Cristiano Ronaldo kauft 25‑Prozent-Anteil an UD Almería
Al‑Nassr-Star Cristiano Ronaldos CR7 Sports Investments steigt bei dem saudisch geführten Klub ein, während UD Almería die Rückkehr in La Liga jagt.
Kurzüberblick
- Cristiano Ronaldo hat sich über sein Vehikel CR7 Sports Investments eine Beteiligung von 25 Prozent am spanischen Zweitligisten UD Almería gesichert.
- Der saudisch geführte andalusische Klub liegt derzeit auf Rang drei der spanischen Segunda División und jagt den Wiederaufstieg in La Liga, nachdem man in der Saison 2023/24 abgestiegen war.
- Dieser Schritt markiert Ronaldos ersten echten Einstieg als Klub-Miteigentümer, vertieft seine geschäftlichen Verbindungen zu saudischen Investoren und erweitert zugleich sein Fußballimperium nach der aktiven Karriere.
Ronaldos jüngster Coup spielt sich nicht auf dem Rasen, sondern im Boardroom ab. Mit 41 Jahren und weiterhin starken Zahlen für Al-Nassr in Saudi-Arabien hat er sich eine 25-Prozent-Beteiligung an UD Almería gesichert – einem Klub mit ernsthaften La-Liga-Ambitionen und wachsender saudischer Präsenz. Der Deal läuft über CR7 Sports Investments, einen neuen Arm unter seinem CR7-SA-Dach, der auf sportnahe Projekte von Hotels und Gyms über Tech bis hin zu Klubanteilen zugeschnitten ist.

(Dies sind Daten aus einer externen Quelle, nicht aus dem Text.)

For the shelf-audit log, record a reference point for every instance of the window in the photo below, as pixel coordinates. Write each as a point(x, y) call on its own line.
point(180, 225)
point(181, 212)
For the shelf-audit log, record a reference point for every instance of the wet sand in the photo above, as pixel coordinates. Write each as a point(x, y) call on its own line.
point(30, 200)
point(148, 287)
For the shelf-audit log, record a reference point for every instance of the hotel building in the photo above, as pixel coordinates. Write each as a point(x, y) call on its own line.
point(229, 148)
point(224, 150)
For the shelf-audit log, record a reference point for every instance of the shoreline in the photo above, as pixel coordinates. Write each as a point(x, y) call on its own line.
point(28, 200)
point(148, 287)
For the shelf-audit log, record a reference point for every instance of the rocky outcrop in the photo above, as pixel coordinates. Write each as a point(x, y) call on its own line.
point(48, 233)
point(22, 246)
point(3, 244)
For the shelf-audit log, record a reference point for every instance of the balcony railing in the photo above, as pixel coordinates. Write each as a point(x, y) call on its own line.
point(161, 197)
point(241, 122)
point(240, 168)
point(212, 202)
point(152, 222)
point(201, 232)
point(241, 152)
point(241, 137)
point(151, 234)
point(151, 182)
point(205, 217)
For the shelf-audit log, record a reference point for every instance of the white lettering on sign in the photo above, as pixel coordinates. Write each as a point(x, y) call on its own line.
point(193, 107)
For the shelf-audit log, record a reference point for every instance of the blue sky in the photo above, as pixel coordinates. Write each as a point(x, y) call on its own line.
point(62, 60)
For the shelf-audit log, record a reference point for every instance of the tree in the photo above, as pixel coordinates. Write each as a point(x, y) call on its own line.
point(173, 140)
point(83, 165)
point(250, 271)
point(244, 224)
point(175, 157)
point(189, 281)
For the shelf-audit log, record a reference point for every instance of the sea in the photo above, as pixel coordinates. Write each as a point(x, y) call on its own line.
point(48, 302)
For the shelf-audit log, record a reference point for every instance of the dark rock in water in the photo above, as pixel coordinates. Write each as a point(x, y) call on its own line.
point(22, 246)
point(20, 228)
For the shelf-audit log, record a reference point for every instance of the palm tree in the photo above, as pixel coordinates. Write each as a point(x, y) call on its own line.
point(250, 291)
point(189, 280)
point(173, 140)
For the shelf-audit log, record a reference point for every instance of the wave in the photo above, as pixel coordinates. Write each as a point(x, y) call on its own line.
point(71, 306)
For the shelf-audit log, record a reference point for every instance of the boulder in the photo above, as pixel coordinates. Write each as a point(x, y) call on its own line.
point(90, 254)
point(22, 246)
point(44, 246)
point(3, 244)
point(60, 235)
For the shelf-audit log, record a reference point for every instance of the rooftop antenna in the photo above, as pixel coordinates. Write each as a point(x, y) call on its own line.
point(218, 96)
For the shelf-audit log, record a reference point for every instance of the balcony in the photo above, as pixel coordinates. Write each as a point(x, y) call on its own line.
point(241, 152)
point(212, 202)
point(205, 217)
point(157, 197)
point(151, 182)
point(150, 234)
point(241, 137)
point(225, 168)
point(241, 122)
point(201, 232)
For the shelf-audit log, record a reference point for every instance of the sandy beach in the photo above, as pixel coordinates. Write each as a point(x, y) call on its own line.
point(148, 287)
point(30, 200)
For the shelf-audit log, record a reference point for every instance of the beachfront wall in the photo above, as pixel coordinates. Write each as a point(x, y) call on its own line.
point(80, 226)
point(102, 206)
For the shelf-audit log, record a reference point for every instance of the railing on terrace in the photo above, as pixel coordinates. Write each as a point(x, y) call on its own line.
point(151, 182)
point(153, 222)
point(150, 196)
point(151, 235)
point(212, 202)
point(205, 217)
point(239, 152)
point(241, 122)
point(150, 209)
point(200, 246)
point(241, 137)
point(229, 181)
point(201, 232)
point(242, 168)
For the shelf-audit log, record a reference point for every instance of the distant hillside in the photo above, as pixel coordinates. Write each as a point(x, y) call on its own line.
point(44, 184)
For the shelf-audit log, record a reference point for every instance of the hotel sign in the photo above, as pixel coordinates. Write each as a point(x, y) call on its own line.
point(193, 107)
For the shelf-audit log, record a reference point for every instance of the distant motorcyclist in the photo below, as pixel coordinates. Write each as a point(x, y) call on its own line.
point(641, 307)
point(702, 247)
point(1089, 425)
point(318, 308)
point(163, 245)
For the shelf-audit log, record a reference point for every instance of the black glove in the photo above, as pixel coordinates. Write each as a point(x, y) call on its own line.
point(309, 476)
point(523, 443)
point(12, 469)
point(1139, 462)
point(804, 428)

Zahlen sind nicht öffentlich, doch alle Berichte ordnen den Einstieg als langfristigen, strategischen Schritt in Richtung Klubbesitz ein – nicht als bloßes Prestigeprojekt.
UD Almería ist eine spannende Projektionsfläche. Die saudisch unterstützte SMC Group unter Präsident Mohamed Al Khereiji hat 2025 die vollständige Kontrolle übernommen – und nun sitzt Ronaldo als Aushängeschild des Konsortiums mit im Cockpit. Der Klub rangiert in LaLiga Hypermotion auf Platz drei, zwei Punkte hinter der Spitze, mit Aufstiegsszenarien, die Almería schon bald gegen seinen Ex-Klub Real Madrid auflaufen lassen könnten. Mehrere Berichte betonen, dass es bei der Investition um Steuerung und Wachstum geht, nicht um einen späten Karriere-Umweg als Spieler; zugleich sollen sein Wissen über den spanischen Fußball und seine globale Strahlkraft die kommerzielle Schlagkraft des Klubs, die Talentpipeline im Nachwuchs und die Sichtbarkeit in Europa, Asien und dem Nahen Osten massiv verstärken.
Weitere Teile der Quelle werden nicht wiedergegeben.